Edward R. Pressman, Toronto, Sept. 1990 |
I BEGAN MY CAREER AS A PHOTOGRAPHER SHOOTING MUSICIANS but when I started shooting full time my subjects gradually became dominated by movie people. It was actors and directors, mostly, but at the turn of the '90s I had a rare shoot with a movie producer - a one-off subject that would rarely be repeated considering how far Toronto is from Hollywood.
Ed Pressman wasn't just any movie producer; unlike the mostly anonymous executives who greenlight projects and mint new stars, he's a name brand, part of a rare breed that goes back to golden age moguls like Darryl F. Zanuck and David Selznick and continues with Pressman peers like Harvey Weinstein and Jerry Bruckheimer.
Edward R. Pressman, Toronto, Sept. 1990 |
The son of a New York toy manufacturer, Pressman began his career at the turn of the '70s with a trio of counterculture films before launching the careers of directors Brian De Palma and Terence Malick. He's been involved with a wild variety of films, but has tended to concentrate on quirky directors and challenging material that hovered on the hazy, erratic border between art house pics and Oscar bait - films like Badlands, Das Boot, Talk Radio, Blue Steel, Homicide, Bad Lieutenant, American Psycho, Fur and Thank You For Smoking.

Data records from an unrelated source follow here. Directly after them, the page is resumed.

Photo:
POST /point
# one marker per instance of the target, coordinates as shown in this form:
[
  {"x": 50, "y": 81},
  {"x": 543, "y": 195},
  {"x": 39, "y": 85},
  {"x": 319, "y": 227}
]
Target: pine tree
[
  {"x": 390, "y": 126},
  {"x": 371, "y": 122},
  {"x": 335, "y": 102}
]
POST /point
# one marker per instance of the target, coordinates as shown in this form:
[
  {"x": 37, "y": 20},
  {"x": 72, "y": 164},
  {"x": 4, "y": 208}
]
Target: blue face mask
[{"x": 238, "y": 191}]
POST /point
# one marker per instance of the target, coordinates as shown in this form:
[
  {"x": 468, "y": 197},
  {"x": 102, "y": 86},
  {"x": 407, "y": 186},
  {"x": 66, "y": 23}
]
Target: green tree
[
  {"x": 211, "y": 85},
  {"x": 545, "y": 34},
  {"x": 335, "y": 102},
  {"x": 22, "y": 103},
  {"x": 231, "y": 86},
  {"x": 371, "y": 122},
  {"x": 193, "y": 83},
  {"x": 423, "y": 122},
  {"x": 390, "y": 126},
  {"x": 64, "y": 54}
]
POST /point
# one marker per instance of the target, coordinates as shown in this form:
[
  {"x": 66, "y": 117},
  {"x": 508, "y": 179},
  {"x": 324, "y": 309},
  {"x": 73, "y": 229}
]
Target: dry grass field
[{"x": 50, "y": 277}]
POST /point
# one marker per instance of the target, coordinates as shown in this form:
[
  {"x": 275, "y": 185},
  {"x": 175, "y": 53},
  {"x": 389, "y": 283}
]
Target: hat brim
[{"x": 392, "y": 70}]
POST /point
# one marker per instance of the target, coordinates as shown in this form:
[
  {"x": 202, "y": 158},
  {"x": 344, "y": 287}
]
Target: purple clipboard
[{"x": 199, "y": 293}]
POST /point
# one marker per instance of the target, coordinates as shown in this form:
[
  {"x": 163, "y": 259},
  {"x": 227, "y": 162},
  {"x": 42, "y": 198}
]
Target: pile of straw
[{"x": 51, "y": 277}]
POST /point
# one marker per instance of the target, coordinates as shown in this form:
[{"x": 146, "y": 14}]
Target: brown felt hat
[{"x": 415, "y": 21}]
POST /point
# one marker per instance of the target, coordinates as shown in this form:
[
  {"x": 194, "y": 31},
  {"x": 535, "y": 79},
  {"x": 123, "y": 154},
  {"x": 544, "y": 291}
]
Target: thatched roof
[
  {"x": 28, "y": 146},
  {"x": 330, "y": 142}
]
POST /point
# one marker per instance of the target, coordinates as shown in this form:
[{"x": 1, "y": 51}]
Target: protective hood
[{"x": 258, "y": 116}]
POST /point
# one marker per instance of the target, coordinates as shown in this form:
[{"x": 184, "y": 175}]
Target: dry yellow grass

Along the way he's had big hits (Wall Street,) made some genre popcorn flicks (Conan the Barbarian, Judge Dredd) and had his name on some really oddball stuff (The Island of Dr. Moreau, The Hebrew Hammer, Party Monster.) One thing you can't say is that he's made a career out of anything safe or formulaic.
I shot him when he was at the film festival, probably while promoting Reversal of Fortune, Barbet Schroeder's film about the Claus von Bulow attempted murder case starring Jeremy Irons and Glenn Close. It's typical of the sort of film Pressman has made, and the sort of directors he's loyally supported despite controversy - people like De Palma, Oliver Stone, James Toback and Mary Harron.
Edward R. Pressman, Toronto, Sept. 1990 |
I know I photographed Pressman at the (now-defunct) Sutton Place Hotel thanks to the tapestry I chose as a backdrop - one that I'd used in a shoot a year earlier with Sam Rivers. I'd brought along my new Rolleiflex and a flash, which I bounced into an umbrella high and to the side to get as dramatic a light as possible. This was probably when my "tapestry phase" began in earnest - one that would reach its peak with my portraits of Tilda Swinton two years later, in front of another antique tapestry hanging in the halls of the Sutton Place.
He had a boyish uniform - baseball cap, seersucker jacket, chinos, deck shoes and argyle socks - that he wore with the authority of a man comfortable with no small amount of power or access to money. I wanted him to look stern since movie producers aren't known for their whimsy.
For the bottom frame, however, I asked him to sit back down on the velvet couch where I'd met him, clearly at work with a notebook and sheets of paperwork. Today a man like Pressman would likely have a phone and a laptop on either side of him, but this was the turn of the '90s and mobile phones were both brick-like and dweeby, and laptops rare and largely unusable before the internet. He looks pensive, even reflective, and I doubt if this would have been the shot I'd have printed for my client, though I like it a lot now. No one has seen these shots in over twenty-five years.